[Async-sig] Blog post: Timeouts and cancellation for humans

Sun Jan 14 23:52:19 EST 2018

On Sun, Jan 14, 2018 at 2:45 PM, Nick Badger <nbadger1 at gmail.com> wrote:
>> However, I think this is probably a code smell. Like all code smells,
>> there are probably cases where it's the right thing to do, but when
>> you see it you should stop and think carefully.
>
> Huh. That's a really good point. But I'm not sure the source of the smell is
> the code that needs the shield logic -- I think this might instead be
> indicative of upstream code smell. Put a bit more concretely: if you're
> writing a protocol for an unreliable network (and of course, every network
> is unreliable), requiring a closure operation to transmit something over
> that network is inherently problematic, because it inevitably leads to
> multiple-stage timeouts or ungraceful shutdowns.

I wouldn't go that far -- there are actually good reasons to design
protocols like this.

SSL/TLS is a protocol that has a "goodbye" message (they call it
"close-notify"). According to the spec [1], sending this is mandatory
if you want to cleanly shut down an SSL/TLS connection. Why? Well, say
I send you a message, "Should I buy more bitcoin?" and your reply is
"Yes, but only if the price drops below $XX". Unbeknownst to us, we're
being MITMed. Fortunately, we used SSL/TLS, so the MITM can't alter
what we're saying. But they can manipulate the network; for example,
they could cause our connection to drop after the first 3 bytes of
your message, so your answer gets truncated and I think you just said
"Yes" -- which is very different! But, close-notify saves us -- or at
least contains the damage. Since I know that you're supposed to send a
close-notify at the end of your connection, and I didn't get one, I
can tell that this is a truncated message. I can't tell what the rest
was going to be, but at least I know the message I got isn't the
message you intended to send. And an attacker can't forge a
close-notify message, because they're cryptographically authenticated
like all the data we send.

In websockets, the goodbye handshake is used to work around a nasty
case that can happen with common TCP stacks (like, all of them):

1. A sends a message to B.
2. A is done after that, so it closes the connection.
3. Just then, B sends a message to A, like maybe a regular ping on some timer.
4. A's TCP stack receives data on a closed connection, goes "huh
wut?", and sends a RST packet.
5. B goes to read the last message A sent before they closed the
connection... but whoops it's gone! the RST packet caused both TCP
stacks to wipe out all their buffered data associated with this
connection.

So if you have a protocol that's used for streaming indefinite amounts
of data in both directions and supports stuff like pings, you kind of
have to have a goodbye handshake to avoid TCP stacks accidentally
corrupting your data. (The goodbye handshake can also help make sure
that clients end up carrying CLOSE-WAIT states instead of servers, but
that's a finicky and less important issue.)

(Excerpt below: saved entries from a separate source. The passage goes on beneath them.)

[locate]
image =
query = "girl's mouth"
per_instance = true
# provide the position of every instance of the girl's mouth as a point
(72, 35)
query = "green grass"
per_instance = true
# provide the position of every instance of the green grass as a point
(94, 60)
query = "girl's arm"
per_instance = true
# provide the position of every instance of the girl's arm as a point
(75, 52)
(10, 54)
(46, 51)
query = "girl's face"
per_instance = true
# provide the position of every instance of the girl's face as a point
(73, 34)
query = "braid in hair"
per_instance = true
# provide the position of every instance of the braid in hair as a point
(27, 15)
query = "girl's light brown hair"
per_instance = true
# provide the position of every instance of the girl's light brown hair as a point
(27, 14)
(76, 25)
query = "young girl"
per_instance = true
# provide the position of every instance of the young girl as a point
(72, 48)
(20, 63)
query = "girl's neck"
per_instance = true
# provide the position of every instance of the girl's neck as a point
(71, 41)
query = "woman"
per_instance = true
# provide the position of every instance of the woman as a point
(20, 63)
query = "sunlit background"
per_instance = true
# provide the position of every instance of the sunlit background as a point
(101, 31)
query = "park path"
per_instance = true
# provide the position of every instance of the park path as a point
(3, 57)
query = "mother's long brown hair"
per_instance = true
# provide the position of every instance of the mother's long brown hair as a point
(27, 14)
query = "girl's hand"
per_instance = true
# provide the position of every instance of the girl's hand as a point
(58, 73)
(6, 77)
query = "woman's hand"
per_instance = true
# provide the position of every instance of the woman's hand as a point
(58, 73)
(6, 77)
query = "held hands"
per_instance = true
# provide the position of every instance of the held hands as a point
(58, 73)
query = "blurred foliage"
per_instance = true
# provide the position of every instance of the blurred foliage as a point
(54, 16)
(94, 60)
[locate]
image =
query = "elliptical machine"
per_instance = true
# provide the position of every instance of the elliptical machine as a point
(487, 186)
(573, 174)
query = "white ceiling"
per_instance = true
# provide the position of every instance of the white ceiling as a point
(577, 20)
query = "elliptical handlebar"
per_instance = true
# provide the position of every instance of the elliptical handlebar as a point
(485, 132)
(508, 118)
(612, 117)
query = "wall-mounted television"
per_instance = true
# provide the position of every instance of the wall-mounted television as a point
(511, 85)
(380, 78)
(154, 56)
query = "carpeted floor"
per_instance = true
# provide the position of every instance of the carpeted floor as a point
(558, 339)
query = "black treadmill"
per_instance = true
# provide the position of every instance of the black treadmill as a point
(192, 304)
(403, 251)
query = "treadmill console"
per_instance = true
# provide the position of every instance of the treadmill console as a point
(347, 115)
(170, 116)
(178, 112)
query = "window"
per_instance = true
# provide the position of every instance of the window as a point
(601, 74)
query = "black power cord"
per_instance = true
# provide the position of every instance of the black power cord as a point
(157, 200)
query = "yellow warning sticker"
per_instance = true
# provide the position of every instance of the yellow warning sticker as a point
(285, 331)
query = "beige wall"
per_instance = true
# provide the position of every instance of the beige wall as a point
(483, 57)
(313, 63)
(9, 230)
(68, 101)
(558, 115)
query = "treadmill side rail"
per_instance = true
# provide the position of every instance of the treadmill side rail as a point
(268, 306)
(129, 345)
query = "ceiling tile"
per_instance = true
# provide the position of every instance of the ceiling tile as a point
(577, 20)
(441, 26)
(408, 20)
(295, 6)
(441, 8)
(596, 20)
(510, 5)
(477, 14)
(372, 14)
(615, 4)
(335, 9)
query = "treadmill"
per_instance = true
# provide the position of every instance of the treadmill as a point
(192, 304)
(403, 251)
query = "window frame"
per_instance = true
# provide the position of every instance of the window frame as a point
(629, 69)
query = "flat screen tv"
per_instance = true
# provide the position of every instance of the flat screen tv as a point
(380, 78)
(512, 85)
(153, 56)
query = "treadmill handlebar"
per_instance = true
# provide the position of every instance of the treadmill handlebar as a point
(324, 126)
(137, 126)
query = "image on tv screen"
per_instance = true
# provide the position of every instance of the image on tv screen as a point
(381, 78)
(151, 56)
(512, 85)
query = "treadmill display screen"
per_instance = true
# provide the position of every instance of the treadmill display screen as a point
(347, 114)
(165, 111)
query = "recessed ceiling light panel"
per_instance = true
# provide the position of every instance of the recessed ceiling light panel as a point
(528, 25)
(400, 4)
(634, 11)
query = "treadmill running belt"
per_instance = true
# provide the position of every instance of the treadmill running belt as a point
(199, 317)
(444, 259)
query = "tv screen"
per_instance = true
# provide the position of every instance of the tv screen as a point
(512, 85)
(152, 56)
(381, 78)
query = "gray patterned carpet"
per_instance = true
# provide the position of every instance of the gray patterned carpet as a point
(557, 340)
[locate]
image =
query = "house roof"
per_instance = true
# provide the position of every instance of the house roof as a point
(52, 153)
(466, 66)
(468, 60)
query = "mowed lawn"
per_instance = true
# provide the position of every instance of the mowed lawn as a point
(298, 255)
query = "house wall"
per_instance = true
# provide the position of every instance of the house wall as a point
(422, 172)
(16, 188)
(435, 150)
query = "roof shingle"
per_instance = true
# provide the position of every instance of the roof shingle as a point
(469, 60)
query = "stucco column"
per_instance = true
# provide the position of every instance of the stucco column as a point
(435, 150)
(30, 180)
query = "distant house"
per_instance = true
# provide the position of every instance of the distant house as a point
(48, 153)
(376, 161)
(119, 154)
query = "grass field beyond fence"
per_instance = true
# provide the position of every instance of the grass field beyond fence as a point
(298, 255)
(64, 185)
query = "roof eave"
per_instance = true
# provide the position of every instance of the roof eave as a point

Of course, it is absolutely true that networks are unreliable, so when
your protocol specifies a goodbye handshake like this then
implementations still need to have some way to cope if their peer
closes the connection unexpectedly, and they may need to unilaterally
close the connection in some circumstances no matter what the spec
says. Correctly handling every possible case here quickly becomes,
like, infinitely complicated. But nonetheless, as a library author one
has to try to provide some reasonable behavior by default (while
knowing that some users will end up needing to tweak things to handle
special circumstances).

My tentative approach so far in Trio is (a) make cancellation stateful
like discussed in the blog post, because accidentally hanging forever
just can't be a good default, (b) in the "trio.abc.AsyncResource"
interface that complex objects like trio.SSLStream implement (and we
recommend libraries implement too), the semantics for the aclose and
__aexit__ methods are that they're allowed to block forever trying to
do a graceful shutdown, but if cancelled then they have to return
promptly *but still freeing any underlying resources*, possibly in a
non-graceful way. So if you write straightforward code like:

with trio.move_on_after(10):
    async with open_websocket_connection(...):
        ...

then it tries to do a proper websocket goodbye handshake by default,
but if the timeout expires then it gives up and immediately closes the
socket. It's not perfect, but it seems like a better default than
anything else I can think of.

-n

[1] There's also this whole mess where many SSL/TLS implementations
ignore the spec and don't bother sending close-notify. This is *kinda*
justifiable because the original and most popular use for SSL/TLS is
for wrapping HTTP connections, and HTTP has its own ways of signaling
the end of the connection that are already transmitted through the
encrypted tunnel, so the SSL/TLS end-of-connection handshake is
redundant. Therefore lots of implementations went ahead and ignored
the spec (including Python's ssl module!), so now if you're
implementing HTTPS you have to do the same for interoperability. But
the SSL/TLS spec can't assume you're using HTTP on top: it's contract
is basically "socket semantics, but cryptographically authenticated".
And close() is part of socket semantics, so it kind of has to make
close() cryptographically authenticated too. (trio.SSLStream handles
this by implementing the standard compliant behavior by default, but
you can pass https_compatible=True to the constructor to get the
HTTPS-style behavior.)

-- 
Nathaniel J. Smith -- https://vorpus.org